Tales of my Thanksgiving weekend adventures and the Turkish food that followed will have to wait until I finish writing the feature I’m working on for our December 10 issue, but I did want to comment on Chris Cheung’s new job. The bright kids at Eater reported that he’s the new chef at Monkey Bar, and Chris just confirmed that to me (in fact, he's been there for six or seven weeks).
I wrote a profile of Chris, a protégé of Ed Brown and then of Jean-Georges Vongerichten, way back in 2000, when he was working on opening his first restaurant, Tiger Blossom, in the East Village. It failed to thrive and closed shortly after 9/11. So it goes. He resurfaced some time later at Little Bistro in Brooklyn, and then turned some heads as chef of Almond Flower Bistro, on the edge of Chinatown.

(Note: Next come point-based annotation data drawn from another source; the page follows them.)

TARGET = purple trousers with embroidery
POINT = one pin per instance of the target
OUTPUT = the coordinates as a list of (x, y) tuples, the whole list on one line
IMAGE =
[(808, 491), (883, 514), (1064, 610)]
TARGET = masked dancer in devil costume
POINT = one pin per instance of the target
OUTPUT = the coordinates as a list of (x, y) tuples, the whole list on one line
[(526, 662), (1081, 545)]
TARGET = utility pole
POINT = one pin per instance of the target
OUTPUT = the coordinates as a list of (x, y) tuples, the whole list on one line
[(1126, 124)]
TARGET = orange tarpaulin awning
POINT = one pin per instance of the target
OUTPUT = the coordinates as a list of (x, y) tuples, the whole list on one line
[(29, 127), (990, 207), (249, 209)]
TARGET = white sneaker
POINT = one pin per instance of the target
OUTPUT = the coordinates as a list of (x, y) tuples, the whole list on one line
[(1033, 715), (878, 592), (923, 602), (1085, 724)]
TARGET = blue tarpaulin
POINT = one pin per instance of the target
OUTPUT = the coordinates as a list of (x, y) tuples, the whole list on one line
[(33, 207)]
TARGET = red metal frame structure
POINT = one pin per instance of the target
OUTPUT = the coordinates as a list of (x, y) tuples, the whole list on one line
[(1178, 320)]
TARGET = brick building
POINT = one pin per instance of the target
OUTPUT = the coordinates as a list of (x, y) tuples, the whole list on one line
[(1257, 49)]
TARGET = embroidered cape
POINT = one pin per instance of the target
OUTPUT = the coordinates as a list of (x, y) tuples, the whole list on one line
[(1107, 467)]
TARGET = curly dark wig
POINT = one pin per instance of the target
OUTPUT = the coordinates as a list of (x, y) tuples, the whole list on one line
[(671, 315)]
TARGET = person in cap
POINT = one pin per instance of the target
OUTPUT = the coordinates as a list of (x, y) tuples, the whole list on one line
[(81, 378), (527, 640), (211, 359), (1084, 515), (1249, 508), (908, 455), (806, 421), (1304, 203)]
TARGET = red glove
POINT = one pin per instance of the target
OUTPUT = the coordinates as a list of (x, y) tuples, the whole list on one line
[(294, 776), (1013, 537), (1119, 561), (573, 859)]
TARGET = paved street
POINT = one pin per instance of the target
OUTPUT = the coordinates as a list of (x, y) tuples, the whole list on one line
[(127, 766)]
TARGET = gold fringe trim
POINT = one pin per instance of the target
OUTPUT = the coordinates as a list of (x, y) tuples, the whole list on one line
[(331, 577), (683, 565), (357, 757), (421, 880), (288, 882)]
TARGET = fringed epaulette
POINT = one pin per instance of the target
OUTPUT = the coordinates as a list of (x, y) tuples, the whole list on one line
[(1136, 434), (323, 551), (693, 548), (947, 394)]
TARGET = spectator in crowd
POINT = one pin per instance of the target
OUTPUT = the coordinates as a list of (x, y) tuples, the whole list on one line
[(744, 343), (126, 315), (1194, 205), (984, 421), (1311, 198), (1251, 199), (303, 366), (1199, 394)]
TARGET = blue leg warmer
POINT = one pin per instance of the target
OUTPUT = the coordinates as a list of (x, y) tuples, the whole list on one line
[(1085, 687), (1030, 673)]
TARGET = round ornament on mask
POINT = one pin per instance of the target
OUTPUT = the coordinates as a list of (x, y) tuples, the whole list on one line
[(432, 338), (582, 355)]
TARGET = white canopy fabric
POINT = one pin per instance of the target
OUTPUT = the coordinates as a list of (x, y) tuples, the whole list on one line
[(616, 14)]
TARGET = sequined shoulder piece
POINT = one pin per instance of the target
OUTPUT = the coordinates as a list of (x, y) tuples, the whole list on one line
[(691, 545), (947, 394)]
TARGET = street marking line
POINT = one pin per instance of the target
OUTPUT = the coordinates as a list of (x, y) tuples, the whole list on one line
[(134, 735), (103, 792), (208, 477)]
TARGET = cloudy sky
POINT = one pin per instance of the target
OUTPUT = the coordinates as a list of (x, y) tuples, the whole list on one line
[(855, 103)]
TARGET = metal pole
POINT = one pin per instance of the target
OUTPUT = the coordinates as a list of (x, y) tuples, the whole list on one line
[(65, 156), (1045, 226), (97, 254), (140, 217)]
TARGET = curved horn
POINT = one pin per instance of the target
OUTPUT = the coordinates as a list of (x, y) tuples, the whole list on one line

Now here’s the interesting thing: Patricia Yeo, the chef Chris is replacing at Monkey Bar, left, if I recall correctly, following bad reviews and a sense that the food she wanted to cook was a bit more radical than the Glaziers, who own Monkey Bar, wanted it to be, and perhaps more radical than their guests wanted to eat. That happens; sometimes a great chef is not a great fit with a particular restaurant. Chris knows that: He left Almond Flower over a disagreement with the owners there over his menu, which they deemed to be more radical than they wanted.
Obviously I wish all parties involved much good fortune and success.
Here’s another funny thing. When I interviewed Chris for that profile back in 2000, I did it over lunch at AZ, the restaurant where Patricia first was put on the map in New York (AZ has since closed; it was where BLT Fish is now).
*This is a term used in both Chinese and Thai cultures. It refers to when you punish one creature to frighten another one — to make an example of someone.